Problem

Given a string s, return the number of segments in the string.

segment is defined to be a contiguous sequence of non-space characters.

Examples

Example 1:

Input: s = "Hello, my name is John"
Output: 5
Explanation: The five segments are ["Hello,", "my", "name", "is", "John"]

Example 2:

Input: s = "Hello"
Output: 1

Solution

Method 1 - Split and count

Here is the approach:

1. Splitting the String:

  • The input string s is split using the split(" ") method. This splits the string by spaces and returns an array of substrings.
    • For example, if s = "Hello, my name is John", the result of s.split(" ") would be ["Hello,", "my", "name", "is", "John"].

2. Iterating through the Split Portions:

  • The code iterates through each substring (referred to as t) in the array resulting from the split operation.

3. Counting Non-Empty Substrings:

  • For each substring t, the code checks if it is not an empty string (!"".equals(t)).
    • This is necessary because split(" ") creates empty strings for consecutive spaces in the input.
    • For instance, if s = "Hello John", the result of s.split(" ") would be ["Hello", "", "", "John"].

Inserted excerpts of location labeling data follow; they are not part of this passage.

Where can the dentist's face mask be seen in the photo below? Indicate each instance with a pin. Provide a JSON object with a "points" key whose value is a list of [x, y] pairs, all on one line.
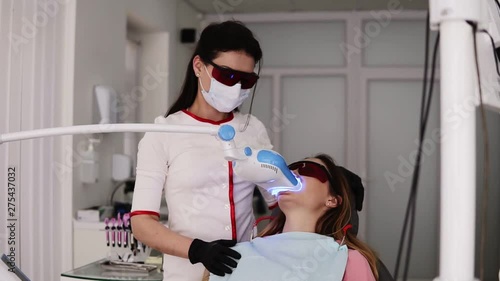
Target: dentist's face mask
{"points": [[226, 98]]}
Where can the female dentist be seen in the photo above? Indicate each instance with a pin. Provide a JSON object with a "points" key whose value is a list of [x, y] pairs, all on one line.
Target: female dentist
{"points": [[209, 207]]}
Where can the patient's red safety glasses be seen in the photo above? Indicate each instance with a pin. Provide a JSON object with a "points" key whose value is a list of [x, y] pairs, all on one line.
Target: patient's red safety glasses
{"points": [[230, 77], [311, 169]]}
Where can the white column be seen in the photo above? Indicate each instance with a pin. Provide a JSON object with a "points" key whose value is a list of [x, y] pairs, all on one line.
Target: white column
{"points": [[458, 151]]}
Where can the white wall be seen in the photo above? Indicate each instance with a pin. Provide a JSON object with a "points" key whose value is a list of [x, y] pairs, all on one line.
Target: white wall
{"points": [[100, 58], [35, 51], [186, 18]]}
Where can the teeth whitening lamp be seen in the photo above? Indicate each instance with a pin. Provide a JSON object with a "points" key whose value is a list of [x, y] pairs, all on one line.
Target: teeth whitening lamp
{"points": [[458, 154], [265, 168]]}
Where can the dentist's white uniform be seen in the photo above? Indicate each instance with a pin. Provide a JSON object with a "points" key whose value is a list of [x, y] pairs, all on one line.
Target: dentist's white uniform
{"points": [[205, 199]]}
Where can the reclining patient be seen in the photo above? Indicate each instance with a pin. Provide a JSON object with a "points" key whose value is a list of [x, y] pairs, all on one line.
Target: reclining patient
{"points": [[309, 239]]}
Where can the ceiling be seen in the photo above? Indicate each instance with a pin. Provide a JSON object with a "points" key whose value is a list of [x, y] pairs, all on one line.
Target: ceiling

4. Incrementing the Segment Count:

  • If a substring is not empty, the result counter res is incremented. This counter keeps track of the number of segments.

5. Returning the Result:

  • Finally, the method returns the count of segments which is stored in res.

Code

Java
class Solution {
    public int countSegments(String s) {
        int res = 0;
        for (String t : s.split(" ")) {
            if (!"".equals(t)) {
                ++res;
            }
        }
        return res;
    }
}

class Solution {
    public int countSegments(String s) {
        int ans = 0;
        for (String t : s.split(" ")) {
            if (!"".equals(t)) {
                ++ans;
            }
        }
        return ans;
    }
}
C++
class Solution {
public:
    int countSegments(string s) {
        int ans = 0;
        istringstream ss(s);
        while (ss >> s) ++ans;
        return ans;
    }
};

class Solution {
public:
    int countSegments(string s) {
        int ans = 0;
        for (int i = 0; i < s.size(); ++i) {
            if (s[i] != ' ' && (i == 0 || s[i - 1] == ' ')) {
                ++ans;
            }
        }
        return ans;
    }
};
Go
func countSegments(s string) int {
	ans := 0
	for _, t := range strings.Split(s, " ") {
		if len(t) > 0 {
			ans++
		}
	}
	return ans
}

func countSegments(s string) int {
	ans := 0
	for i, c := range s {
		if c != ' ' && (i == 0 || s[i-1] == ' ') {
			ans++
		}
	}
	return ans
}
PHP
class Solution {
    /**
     * @param String $s
     * @return Integer
     */
    function countSegments($s) {
        $arr = explode(' ', $s);
        $cnt = 0;
        for ($i = 0; $i < count($arr); $i++) {
            if (strlen($arr[$i]) != 0) {
                $cnt++;
            }
        }
        return $cnt;
    }
}
Python
class Solution:
    def countSegments(self, s: str) -> int:
        return len(s.split())

class Solution:
    def countSegments(self, s: str) -> int:
        ans = 0
        for i, c in enumerate(s):
            if c != ' ' and (i == 0 or s[i - 1] == ' '):
                ans += 1
        return ans

Complexity

  • Time: O(n),  where n is the length of the string s.
  • Space: O(n), because splitting the string creates an array of substrings, and in the worst case, where there are no spaces in the string, this array will hold n characters divided into substrings.